Panacea+: Panoramic and Controllable Video Generation for Autonomous Driving
Yuqing Wen, Yucheng Zhao, Yingfei Liu, Binyuan Huang, Fan Jia, Yanhui Wang, Chi Zhang, Tiancai Wang, Xiaoyan Sun, Xiangyu Zhang
TL;DR
Panacea+ addresses the scarcity of high-quality, temporally consistent BEV driving videos by extending Panacea with a two-stage, multi-view diffusion framework. It introduces decomposed 4D attention, a multi-view appearance noise prior, a BEV-layout and text conditioning pathway via ControlNet/CLIP, and a post-generation super-resolution module to produce high-resolution, annotated driving sequences. Across nuScenes and Argoverse 2, Panacea+ yields state-of-the-art generation metrics (FVD/FID), strong controllability aligned with BEV layouts, and substantial improvements in downstream tasks such as 3D object tracking, 3D object detection, and lane detection when synthetic data augment real data.
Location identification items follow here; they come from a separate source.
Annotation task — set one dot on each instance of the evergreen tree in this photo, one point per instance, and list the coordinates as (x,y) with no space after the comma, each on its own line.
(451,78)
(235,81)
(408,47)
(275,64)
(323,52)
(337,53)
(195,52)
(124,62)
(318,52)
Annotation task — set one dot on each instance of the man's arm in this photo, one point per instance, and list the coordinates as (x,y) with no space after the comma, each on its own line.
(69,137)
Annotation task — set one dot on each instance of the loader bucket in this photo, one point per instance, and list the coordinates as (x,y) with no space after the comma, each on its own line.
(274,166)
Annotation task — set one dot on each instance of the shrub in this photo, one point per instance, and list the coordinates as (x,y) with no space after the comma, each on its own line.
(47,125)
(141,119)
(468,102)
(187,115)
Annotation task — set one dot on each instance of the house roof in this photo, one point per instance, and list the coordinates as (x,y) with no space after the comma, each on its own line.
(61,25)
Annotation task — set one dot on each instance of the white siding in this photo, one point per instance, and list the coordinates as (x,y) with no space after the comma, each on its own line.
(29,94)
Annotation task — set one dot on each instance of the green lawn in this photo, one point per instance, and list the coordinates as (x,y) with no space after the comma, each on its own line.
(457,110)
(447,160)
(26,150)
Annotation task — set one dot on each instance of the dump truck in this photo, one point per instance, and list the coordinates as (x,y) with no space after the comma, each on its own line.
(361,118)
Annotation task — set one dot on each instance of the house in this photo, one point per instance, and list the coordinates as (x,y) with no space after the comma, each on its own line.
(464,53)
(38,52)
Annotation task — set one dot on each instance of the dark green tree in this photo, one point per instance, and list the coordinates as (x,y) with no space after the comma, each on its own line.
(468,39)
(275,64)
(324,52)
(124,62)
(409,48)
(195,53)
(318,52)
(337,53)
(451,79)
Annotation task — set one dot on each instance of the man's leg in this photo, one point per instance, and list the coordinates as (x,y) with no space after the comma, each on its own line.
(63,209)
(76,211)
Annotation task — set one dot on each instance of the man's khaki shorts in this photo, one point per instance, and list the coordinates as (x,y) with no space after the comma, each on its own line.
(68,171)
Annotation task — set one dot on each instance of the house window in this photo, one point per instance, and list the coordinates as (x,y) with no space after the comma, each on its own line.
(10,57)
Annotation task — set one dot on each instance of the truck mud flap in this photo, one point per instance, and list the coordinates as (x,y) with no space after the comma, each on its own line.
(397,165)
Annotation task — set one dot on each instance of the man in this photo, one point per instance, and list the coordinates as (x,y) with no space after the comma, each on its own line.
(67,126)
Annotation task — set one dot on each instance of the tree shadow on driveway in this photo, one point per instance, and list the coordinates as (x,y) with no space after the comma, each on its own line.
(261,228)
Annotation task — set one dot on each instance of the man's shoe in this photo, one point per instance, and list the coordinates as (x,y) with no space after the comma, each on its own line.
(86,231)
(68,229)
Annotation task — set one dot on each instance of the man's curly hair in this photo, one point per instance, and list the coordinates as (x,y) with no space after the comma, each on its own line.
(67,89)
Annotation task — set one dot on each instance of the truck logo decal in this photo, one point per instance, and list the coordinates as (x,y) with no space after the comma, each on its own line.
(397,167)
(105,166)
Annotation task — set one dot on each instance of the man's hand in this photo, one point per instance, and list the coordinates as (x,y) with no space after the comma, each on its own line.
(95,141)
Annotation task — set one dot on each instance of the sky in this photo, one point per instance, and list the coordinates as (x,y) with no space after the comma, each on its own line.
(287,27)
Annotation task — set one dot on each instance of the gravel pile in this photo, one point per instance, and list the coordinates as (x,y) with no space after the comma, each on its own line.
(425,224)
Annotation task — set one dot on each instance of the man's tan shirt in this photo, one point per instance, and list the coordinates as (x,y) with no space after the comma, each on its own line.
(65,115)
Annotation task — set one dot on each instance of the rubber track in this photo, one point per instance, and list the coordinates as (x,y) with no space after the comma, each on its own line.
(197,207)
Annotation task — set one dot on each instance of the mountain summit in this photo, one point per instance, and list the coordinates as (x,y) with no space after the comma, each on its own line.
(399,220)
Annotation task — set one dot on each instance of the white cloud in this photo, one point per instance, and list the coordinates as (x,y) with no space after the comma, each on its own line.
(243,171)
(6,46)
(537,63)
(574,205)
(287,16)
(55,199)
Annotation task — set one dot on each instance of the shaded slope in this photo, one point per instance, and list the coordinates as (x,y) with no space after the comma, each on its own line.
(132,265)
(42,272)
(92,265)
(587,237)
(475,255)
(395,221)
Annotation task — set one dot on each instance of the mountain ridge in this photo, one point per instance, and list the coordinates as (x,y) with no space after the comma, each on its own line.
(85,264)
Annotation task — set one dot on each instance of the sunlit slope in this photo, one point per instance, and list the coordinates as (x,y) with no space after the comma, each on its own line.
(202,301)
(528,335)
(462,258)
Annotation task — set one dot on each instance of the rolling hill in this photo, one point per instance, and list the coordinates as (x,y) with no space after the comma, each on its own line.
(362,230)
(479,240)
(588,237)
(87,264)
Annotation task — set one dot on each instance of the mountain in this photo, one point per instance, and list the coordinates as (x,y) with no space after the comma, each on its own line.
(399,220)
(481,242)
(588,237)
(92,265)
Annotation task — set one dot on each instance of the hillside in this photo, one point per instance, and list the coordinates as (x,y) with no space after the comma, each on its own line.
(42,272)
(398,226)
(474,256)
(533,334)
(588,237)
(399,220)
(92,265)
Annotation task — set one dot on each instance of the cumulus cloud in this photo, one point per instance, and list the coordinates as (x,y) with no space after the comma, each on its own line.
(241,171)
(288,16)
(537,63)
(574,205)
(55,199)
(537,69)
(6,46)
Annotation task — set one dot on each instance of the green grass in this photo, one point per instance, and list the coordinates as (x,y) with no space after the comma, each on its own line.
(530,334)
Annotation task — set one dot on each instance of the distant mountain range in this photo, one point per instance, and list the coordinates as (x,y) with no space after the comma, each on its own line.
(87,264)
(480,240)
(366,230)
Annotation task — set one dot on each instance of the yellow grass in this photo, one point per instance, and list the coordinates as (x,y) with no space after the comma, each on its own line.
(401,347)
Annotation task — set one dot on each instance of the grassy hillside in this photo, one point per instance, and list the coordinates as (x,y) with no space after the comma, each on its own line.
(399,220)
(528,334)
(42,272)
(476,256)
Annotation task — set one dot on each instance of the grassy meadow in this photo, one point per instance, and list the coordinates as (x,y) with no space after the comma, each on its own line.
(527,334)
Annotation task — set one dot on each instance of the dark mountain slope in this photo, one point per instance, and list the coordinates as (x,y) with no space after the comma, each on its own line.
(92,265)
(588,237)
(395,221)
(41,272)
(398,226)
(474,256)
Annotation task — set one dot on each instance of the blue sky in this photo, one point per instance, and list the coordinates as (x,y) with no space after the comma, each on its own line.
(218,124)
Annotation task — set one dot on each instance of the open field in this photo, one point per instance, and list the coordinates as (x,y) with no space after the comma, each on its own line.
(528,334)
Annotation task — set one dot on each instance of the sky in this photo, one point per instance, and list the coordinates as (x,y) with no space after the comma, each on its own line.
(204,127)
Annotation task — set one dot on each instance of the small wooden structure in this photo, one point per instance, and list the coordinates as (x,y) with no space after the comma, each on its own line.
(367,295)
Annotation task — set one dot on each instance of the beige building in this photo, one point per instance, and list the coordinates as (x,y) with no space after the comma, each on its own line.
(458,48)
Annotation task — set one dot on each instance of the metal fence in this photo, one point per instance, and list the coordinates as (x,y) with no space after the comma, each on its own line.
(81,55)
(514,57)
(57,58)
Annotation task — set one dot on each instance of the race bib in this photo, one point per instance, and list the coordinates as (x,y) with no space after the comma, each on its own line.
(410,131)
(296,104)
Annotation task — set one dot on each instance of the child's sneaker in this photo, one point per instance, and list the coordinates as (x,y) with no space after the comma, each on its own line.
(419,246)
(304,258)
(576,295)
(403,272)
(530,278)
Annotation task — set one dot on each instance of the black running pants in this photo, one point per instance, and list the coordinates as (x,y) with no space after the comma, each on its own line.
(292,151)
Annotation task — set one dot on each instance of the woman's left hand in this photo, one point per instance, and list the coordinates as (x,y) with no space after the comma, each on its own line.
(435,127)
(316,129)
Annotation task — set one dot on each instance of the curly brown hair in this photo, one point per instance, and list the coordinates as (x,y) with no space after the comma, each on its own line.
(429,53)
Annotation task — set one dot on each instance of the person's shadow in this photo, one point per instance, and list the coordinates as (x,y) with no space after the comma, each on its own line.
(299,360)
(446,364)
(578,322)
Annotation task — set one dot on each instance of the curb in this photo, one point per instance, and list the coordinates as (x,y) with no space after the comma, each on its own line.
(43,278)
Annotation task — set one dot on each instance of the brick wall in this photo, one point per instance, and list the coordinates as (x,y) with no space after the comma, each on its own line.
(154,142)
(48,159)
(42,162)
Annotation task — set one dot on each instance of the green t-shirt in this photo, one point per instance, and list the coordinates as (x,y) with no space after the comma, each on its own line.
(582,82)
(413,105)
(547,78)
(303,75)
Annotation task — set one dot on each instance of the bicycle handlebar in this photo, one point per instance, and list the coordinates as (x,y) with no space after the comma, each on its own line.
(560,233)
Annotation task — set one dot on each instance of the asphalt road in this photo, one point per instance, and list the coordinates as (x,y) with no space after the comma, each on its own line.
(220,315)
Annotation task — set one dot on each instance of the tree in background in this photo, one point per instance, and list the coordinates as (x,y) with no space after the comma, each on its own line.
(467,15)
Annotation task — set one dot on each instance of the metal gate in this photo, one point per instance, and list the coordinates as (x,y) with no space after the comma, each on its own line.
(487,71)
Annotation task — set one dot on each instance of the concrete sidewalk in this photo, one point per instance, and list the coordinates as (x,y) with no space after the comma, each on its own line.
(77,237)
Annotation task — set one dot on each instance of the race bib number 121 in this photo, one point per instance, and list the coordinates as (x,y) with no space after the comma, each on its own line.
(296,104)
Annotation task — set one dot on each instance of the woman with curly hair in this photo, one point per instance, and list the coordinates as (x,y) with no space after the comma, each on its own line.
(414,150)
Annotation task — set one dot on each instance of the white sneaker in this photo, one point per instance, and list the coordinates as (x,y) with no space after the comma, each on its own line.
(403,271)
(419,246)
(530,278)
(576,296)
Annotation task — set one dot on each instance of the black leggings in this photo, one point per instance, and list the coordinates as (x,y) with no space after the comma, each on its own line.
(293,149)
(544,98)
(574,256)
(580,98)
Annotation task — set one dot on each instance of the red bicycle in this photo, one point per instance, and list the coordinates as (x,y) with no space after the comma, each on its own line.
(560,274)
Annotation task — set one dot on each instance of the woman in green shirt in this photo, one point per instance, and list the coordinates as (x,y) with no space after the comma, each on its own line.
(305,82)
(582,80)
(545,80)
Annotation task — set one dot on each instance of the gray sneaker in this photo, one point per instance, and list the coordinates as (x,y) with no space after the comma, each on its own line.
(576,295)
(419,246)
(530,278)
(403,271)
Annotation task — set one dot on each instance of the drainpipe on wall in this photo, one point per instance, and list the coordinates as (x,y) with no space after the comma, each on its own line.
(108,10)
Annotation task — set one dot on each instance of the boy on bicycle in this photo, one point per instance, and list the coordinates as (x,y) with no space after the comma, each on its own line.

The framework demonstrates practical impact by enriching training data for autonomous-driving perception, enabling better temporal consistency and high-resolution synthesis, while outlining directions to reduce computational costs and scale diffusion architectures.
Abstract
The field of autonomous driving increasingly demands high-quality annotated video training data. In this paper, we propose Panacea+, a powerful and universally applicable framework for generating video data in driving scenes. Built upon the foundation of our previous work, Panacea, Panacea+ adopts a multi-view appearance noise prior mechanism and a super-resolution module for enhanced consistency and increased resolution. Extensive experiments show that the generated video samples from Panacea+ greatly benefit a wide range of tasks on different datasets, including 3D object tracking, 3D object detection, and lane detection tasks on the nuScenes and Argoverse 2 dataset. These results strongly prove Panacea+ to be a valuable data generation framework for autonomous driving.